The alternative model simply starts at different points. It eliminates having to mathematically explain the origin of new genes and complex biological structures generated by gene families. In reality population genetics starts from existing populations.
Who has rigorously tested Winston’s model as Michael Lynch proposed an alternative to Behe’s model?
The important data in biology for testing design vs common descent however is not historical. The gene data base is increasing dramatically.
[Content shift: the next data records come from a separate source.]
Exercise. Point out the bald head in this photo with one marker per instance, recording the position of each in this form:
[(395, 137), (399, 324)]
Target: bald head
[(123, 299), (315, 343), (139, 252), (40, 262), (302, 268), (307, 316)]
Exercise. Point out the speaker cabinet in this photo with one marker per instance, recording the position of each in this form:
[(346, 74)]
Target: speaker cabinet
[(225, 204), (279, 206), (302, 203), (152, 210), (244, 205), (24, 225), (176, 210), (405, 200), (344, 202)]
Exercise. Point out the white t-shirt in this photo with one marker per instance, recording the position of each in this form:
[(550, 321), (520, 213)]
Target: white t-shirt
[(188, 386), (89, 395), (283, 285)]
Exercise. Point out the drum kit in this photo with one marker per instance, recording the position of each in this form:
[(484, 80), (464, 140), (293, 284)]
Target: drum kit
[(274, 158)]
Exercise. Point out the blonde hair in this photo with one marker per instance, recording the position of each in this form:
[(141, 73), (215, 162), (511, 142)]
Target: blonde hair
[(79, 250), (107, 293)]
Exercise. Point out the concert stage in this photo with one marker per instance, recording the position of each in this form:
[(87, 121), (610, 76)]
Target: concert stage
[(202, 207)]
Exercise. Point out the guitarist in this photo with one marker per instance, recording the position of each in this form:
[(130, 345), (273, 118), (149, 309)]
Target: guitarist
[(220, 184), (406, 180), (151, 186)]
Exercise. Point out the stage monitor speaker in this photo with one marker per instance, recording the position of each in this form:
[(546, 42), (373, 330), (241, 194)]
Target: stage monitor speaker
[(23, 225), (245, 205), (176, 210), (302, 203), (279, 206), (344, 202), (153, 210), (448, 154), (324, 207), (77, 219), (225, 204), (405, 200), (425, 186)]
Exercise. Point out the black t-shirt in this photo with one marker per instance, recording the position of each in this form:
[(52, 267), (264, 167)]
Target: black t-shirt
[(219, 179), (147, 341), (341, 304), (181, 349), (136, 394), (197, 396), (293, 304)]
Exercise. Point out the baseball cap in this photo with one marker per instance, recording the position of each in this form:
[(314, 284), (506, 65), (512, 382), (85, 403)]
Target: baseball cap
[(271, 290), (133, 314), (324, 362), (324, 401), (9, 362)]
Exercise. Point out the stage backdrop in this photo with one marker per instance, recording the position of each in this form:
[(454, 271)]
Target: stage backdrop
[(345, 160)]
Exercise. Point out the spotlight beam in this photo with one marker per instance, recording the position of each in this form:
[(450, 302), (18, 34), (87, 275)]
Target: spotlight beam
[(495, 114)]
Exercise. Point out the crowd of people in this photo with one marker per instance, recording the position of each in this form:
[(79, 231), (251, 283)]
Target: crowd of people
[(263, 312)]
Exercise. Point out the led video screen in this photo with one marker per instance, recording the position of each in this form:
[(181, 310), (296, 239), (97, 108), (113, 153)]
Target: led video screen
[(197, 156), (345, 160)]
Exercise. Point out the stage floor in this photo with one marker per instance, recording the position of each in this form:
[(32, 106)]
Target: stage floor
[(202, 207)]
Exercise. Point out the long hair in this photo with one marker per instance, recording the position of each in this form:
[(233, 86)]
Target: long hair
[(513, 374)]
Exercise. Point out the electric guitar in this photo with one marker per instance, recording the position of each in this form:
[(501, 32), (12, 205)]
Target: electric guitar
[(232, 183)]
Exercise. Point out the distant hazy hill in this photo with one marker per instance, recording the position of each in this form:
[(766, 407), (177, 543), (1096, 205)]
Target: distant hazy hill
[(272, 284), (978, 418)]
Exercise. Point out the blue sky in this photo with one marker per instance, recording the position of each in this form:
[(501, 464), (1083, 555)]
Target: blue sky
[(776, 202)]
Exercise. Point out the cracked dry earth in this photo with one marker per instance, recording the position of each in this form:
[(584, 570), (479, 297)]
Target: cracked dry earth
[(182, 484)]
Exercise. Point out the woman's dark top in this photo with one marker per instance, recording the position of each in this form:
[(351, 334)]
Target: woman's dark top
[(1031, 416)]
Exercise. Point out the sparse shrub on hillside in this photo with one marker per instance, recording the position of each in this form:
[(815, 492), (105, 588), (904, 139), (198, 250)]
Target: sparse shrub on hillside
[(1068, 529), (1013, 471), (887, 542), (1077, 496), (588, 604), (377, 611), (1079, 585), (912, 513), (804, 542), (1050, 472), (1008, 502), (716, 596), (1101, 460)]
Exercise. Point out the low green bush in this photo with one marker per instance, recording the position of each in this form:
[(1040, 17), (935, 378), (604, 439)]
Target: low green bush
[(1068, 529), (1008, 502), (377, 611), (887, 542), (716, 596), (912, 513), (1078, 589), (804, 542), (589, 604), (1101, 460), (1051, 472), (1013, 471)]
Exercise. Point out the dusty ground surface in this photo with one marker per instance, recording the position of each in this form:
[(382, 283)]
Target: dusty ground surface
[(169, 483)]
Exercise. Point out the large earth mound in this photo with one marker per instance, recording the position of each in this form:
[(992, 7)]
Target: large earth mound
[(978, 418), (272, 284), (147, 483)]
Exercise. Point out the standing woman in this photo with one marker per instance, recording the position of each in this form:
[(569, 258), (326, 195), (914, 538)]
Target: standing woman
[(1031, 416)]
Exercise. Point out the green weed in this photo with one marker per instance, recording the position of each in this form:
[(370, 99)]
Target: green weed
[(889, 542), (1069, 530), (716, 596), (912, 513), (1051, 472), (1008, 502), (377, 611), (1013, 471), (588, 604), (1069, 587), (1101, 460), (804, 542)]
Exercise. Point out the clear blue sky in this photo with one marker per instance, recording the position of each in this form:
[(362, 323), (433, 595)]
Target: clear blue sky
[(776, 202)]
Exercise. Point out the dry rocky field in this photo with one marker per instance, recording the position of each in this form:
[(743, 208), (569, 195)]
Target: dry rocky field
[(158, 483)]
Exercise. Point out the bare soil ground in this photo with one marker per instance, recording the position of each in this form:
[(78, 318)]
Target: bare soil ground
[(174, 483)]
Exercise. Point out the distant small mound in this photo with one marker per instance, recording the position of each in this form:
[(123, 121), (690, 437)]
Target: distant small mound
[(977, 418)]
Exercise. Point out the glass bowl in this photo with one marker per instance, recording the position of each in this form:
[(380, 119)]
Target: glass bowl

Genes are stronger representations of function than raw sequences.
My comment was about methodological naturalism and not Winstons engagement on this forum.
What is the mechanism in biology that does this? Is the claim that simply the sequence change will be directed by selection? Selection does not happen until some beneficial function arises. There is no empirical basis for believing that SNP’s from reproduction are directional on their own. Especially given the current paradigm is neutral theory.
I agree with you here.
The problem is the cause of the pattern implied by the model is outside MN.
How do you make the math work with the current empirical data?
An average of 75 mutations were fixed per population in the Lenski experiment. This is less than one per gene over 30 years and is after 50000 generations. The search length you quote is of a single gene/protein of below average residue counts and it still requires 10^8 searches for a single function gene.
If we want to show this is a general mechanism and not specific to bacteria the problem gets much worse with slower generation times and more complex protein functions.
If you think fixation is relevant to search, you don’t understand what those words mean.
Each flask could support 5x10^8 cells. With ~75k generations so far at ~7 generations per flask, that’s 11k flasks. 1.1x10^4 * 5x10^8 = 5.5x10^12 cells. At 2x10^-4 mutations per replication, that’s 1.1x10^9 mutations per lineage. In a fairly small bacterial population.
Do you think a search algorithm that has active information inside it is relevant to what happens in biological reproduction?
Do you think that mutations due to reproduction happening in large populations are relevant to mutating a single DNA sequence repeatably until some function is arrived at and that is strong enough for a selective sweep?
What we are observing in the Lenski experiment is billions of mutations happening in a large population but only a tiny fraction preserved? Whats going on?
I don’t know what you are trying to say here, and I suspect you don’t know either.
Redundant, just say mutations.
Small population for bacteria.
Since the mutations are/should be evenly distributed throughout the genome, the rate at which mutations in a particular gene should be proportionate to the rate at which mutations occur and the size of the gene. So… yes, the total number of mutations is relevant to the total number of mutations in a particular gene.
New function, variant function, modulated function, whatever. If there is a mutation that ‘can’ produce some function of whatever description, then it will have happened. If that function is beneficial, it will be selected for.
Selection and drift.
OK, but you cannot know the cause is outside of MN until you look for it using MN. In all the history of science, we have zero examples of causes that are not natural.
Is the scientific method looking for causes that are not natural?
That’s an empty question: What should non-natural causes look like? If you found one, how would you know?
Methods do not “look”, people do. There are historical examples of causes that were not previously known to be natural (magnetism, St. Elmo’s Fire, etc.), though natural cause may be suspected.
If these not-natural hypotheses are testable and can make precise, verifiable predictions, then the answer to your question is yes.